O yüzden verinin kapsamına ve ne şekilde ölçüldüğüne iyi bakmamız gerekiyor.
TÜİK sayfasında konuyla ilgili şu açıklamaları yaptı:
Tanım: Tüketici fiyat endeksi (TÜFE), hanehalklarının tüketimine yönelik mal ve hizmet fiyatlarının zaman içindeki değişimini ölçmektedir. 2003 temel yıllı TÜFE’nin temel amacı; piyasada tüketime konu olan mal ve hizmetlerin fiyatlarındaki değişimi ölçerek enflasyon oranını hesaplamaktır. Bu amaca yönelik olarak hanehalklarının, yabancı ziyaretçilerin ve kurumsal nüfusun yurtiçinde yaptığı tüm nihai parasal tüketim harcamaları dikkate alınmıştır. Bu kavram, tüketim harcamalarından hanehalklarının kendi tüketimlerine yönelik üretimleri ve hanehalkları için geçerli izafi kiraları kapsam dışında bırakmıştır.

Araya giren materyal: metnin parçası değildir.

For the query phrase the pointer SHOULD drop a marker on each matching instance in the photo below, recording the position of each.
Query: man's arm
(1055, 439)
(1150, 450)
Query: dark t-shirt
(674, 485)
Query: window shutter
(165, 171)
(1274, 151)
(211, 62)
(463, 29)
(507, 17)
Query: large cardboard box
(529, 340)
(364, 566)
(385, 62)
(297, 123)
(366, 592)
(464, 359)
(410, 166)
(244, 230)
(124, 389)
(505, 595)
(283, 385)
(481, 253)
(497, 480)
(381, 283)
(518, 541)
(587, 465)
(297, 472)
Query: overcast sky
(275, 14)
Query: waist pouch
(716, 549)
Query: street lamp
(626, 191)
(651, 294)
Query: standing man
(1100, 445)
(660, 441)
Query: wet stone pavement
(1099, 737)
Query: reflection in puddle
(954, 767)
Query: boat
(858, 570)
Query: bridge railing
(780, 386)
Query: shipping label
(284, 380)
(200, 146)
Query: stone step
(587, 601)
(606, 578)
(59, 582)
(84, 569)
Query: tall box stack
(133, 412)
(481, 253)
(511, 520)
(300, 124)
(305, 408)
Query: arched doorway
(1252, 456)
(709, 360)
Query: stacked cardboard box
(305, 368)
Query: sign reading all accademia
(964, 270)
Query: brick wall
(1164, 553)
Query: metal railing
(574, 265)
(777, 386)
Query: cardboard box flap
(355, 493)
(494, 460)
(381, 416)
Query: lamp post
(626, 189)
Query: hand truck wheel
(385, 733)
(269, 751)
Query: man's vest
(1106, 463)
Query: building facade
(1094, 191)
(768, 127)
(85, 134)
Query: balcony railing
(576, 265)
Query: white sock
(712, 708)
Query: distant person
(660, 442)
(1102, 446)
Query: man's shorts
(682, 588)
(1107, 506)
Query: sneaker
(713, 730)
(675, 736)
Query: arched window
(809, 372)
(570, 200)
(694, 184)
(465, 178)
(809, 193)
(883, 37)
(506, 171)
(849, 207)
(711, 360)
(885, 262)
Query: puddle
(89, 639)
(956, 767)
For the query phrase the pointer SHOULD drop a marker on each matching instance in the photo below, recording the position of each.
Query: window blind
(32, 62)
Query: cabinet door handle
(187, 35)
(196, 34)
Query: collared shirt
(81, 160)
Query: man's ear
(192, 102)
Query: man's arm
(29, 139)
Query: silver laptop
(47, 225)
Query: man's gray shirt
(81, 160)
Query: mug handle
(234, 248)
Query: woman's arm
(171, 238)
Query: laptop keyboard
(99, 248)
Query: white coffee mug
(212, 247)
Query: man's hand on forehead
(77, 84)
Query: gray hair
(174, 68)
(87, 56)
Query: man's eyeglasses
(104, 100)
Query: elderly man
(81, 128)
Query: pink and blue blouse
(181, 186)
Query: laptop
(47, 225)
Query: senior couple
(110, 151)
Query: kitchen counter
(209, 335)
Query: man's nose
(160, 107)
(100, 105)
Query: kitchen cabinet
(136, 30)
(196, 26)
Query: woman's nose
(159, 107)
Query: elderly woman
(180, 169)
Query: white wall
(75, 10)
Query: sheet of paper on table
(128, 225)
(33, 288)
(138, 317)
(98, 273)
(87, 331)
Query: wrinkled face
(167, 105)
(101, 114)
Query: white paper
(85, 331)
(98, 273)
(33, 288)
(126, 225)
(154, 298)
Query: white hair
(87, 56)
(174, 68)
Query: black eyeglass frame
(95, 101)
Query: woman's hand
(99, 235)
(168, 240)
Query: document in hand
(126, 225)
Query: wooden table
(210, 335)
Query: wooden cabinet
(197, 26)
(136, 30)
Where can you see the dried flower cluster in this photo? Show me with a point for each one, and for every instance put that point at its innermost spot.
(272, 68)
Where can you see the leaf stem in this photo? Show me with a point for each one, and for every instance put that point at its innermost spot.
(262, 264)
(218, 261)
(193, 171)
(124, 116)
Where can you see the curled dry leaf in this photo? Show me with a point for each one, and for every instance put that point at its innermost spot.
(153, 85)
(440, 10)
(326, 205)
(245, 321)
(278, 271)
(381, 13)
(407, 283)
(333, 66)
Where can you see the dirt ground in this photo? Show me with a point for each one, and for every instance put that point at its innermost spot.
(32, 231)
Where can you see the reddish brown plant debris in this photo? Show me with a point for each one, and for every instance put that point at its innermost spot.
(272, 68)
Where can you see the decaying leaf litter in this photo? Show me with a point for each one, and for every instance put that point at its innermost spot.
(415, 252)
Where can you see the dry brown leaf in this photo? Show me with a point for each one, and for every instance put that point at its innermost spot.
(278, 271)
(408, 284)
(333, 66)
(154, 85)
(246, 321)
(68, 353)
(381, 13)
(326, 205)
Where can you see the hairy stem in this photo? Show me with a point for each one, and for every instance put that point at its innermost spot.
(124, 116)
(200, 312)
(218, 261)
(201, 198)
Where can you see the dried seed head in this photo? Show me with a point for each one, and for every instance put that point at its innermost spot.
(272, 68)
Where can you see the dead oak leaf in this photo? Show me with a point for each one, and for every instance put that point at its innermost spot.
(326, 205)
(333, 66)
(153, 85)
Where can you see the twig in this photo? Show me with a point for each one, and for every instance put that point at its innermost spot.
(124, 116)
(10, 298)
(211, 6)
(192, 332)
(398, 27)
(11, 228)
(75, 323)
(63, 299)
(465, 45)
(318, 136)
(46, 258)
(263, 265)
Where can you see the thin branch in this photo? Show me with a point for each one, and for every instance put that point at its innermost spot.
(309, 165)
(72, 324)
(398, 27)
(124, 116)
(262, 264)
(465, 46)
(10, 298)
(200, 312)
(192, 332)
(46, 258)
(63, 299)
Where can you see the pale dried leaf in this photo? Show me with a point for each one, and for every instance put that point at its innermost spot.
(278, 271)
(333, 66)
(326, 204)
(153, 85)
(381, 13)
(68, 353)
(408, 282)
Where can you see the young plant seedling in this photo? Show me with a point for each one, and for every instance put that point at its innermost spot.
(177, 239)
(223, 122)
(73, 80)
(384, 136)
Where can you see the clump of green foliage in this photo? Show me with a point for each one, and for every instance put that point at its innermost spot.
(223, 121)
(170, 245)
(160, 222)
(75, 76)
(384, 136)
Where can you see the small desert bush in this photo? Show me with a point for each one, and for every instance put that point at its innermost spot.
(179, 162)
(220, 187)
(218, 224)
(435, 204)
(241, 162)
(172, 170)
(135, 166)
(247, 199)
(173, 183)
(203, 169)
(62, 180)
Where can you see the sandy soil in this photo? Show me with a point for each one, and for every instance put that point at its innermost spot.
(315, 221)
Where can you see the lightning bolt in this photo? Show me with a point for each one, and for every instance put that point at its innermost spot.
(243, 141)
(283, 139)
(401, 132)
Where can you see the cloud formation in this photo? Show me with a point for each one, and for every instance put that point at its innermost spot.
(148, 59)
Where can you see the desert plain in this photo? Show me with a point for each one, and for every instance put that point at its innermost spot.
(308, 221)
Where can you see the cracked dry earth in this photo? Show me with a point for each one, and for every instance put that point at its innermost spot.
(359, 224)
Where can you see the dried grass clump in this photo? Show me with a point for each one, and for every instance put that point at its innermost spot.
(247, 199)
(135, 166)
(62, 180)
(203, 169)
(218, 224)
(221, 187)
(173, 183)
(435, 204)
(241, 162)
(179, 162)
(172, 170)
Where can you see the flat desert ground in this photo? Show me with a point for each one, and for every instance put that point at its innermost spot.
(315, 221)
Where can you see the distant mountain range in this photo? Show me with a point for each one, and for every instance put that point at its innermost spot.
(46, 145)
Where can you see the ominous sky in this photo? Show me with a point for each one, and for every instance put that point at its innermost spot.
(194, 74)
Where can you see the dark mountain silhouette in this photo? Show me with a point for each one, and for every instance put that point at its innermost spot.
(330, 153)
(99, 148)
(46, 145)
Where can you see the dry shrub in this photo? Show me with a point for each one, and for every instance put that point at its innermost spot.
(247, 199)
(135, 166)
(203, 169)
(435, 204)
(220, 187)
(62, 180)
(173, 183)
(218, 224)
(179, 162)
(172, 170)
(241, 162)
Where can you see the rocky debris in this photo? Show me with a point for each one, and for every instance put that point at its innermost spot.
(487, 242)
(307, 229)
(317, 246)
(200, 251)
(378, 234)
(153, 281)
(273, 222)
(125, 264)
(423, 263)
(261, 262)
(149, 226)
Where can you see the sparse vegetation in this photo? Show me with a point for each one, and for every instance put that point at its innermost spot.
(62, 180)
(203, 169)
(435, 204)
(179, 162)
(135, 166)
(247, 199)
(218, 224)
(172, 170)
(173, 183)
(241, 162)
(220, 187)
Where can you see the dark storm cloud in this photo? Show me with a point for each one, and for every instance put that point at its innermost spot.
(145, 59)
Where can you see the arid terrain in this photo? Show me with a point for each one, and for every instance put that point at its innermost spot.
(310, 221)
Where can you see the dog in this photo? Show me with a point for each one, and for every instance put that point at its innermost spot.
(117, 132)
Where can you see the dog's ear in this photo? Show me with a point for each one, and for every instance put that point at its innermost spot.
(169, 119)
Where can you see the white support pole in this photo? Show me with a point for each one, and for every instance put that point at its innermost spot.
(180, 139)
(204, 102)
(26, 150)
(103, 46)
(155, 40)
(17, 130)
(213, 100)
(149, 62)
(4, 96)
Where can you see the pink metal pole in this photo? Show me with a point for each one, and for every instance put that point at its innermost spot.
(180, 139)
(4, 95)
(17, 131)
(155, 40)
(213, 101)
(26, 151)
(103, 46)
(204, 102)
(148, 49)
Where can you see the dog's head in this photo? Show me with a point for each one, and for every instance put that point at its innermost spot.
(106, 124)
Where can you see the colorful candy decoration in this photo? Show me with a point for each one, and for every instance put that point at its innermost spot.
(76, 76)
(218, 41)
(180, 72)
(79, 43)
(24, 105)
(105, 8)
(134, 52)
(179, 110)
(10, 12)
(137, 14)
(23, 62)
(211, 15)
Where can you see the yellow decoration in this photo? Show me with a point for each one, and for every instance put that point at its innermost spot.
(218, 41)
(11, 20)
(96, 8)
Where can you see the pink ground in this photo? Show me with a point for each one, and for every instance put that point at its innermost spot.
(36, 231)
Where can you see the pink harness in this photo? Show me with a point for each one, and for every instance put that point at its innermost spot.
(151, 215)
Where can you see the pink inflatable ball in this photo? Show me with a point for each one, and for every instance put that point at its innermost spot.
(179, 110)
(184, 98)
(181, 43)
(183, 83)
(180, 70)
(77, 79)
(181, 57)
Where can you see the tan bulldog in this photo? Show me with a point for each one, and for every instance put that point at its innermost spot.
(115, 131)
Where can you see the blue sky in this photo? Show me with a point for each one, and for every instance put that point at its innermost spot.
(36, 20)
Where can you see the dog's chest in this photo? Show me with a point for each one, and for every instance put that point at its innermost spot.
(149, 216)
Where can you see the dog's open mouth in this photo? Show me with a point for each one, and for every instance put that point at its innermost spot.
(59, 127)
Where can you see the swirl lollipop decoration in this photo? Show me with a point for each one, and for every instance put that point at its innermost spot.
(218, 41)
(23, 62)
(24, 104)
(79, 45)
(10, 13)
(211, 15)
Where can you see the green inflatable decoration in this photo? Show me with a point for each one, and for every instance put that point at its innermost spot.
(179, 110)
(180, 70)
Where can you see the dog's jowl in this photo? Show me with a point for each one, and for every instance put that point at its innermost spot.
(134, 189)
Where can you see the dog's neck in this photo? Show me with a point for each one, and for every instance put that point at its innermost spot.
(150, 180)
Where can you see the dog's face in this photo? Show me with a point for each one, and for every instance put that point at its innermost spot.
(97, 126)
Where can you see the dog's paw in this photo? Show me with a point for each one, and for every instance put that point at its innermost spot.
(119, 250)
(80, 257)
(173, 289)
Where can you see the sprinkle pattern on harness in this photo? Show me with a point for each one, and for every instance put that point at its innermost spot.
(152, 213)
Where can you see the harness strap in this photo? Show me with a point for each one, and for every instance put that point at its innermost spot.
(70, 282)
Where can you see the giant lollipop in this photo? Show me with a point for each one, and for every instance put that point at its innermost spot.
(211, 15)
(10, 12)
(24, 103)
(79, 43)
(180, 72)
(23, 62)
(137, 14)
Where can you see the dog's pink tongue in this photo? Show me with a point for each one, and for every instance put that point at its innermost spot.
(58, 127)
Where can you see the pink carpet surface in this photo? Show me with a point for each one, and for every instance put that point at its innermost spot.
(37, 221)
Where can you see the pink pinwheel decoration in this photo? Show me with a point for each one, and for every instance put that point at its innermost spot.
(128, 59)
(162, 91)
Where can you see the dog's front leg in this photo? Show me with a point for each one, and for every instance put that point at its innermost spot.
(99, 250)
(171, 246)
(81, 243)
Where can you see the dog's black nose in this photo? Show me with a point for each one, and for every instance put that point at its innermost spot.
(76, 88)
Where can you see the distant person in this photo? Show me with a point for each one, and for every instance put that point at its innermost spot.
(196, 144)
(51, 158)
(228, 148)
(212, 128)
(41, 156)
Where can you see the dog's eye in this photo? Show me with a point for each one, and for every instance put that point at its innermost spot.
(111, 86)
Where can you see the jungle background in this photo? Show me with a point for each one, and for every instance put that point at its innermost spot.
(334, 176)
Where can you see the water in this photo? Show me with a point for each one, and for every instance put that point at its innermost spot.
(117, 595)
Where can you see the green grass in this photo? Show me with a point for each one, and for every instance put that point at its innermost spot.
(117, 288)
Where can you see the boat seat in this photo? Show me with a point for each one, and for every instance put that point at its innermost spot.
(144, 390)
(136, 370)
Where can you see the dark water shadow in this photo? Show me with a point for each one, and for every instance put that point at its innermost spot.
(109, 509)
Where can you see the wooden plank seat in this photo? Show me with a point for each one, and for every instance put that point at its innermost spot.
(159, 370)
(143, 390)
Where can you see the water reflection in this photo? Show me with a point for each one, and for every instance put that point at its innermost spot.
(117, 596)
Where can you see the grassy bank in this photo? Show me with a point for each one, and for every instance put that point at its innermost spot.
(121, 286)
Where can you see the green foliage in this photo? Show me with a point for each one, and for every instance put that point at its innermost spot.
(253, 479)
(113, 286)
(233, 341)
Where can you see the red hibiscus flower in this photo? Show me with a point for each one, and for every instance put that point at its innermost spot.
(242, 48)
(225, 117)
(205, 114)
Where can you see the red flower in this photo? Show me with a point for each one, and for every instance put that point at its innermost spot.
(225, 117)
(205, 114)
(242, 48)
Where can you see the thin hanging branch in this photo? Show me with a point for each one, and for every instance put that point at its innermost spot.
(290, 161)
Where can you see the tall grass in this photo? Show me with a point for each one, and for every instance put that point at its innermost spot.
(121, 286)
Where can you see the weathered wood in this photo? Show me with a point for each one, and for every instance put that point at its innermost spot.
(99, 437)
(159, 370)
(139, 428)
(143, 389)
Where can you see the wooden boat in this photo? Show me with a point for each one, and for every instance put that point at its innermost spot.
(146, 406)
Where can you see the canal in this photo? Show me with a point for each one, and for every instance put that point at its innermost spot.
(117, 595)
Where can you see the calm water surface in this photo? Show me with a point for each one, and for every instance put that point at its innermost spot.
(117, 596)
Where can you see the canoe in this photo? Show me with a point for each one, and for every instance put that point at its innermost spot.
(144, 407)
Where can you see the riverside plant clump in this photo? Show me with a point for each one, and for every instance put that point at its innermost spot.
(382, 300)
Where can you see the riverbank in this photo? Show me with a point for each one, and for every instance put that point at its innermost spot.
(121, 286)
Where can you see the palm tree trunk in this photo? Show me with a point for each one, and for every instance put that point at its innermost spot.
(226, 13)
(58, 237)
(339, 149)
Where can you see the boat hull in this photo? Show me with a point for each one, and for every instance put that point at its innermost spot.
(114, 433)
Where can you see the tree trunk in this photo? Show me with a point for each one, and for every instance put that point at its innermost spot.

Burada kısaca nihai tüm tüketim harcamaları dikkate alınır deniliyor.Temel veri kaynakları için ise
Veri kaynakları:Hanehalkı Bütçe Anketi, kurumsal nüfus bireysel tüketim harcamaları anketi, turizm anketi ve idari kayıtlardan elde edilen harcama ve ciro bilgileridir (cep telefonu-sabit telefon görüşme ücretleri, şans oyunları, sigortalar…).
Veri derleme sistemi:Taze sebze ve meyveler, futbol maçına giriş ücreti, LPG, tüp gaz, mücevher (altın) ve seçilmiş 16 gıda ürünü haftada bir kez ve diğer ürünler ayda iki kez; kiralar dahil ay içi fiyat değişimi az olan 70 madde çeşidi için ayda bir kez derlenmektedir. Benzin ve mazot fiyatları ise günlük olarak takip edilmektedir, deniliyor.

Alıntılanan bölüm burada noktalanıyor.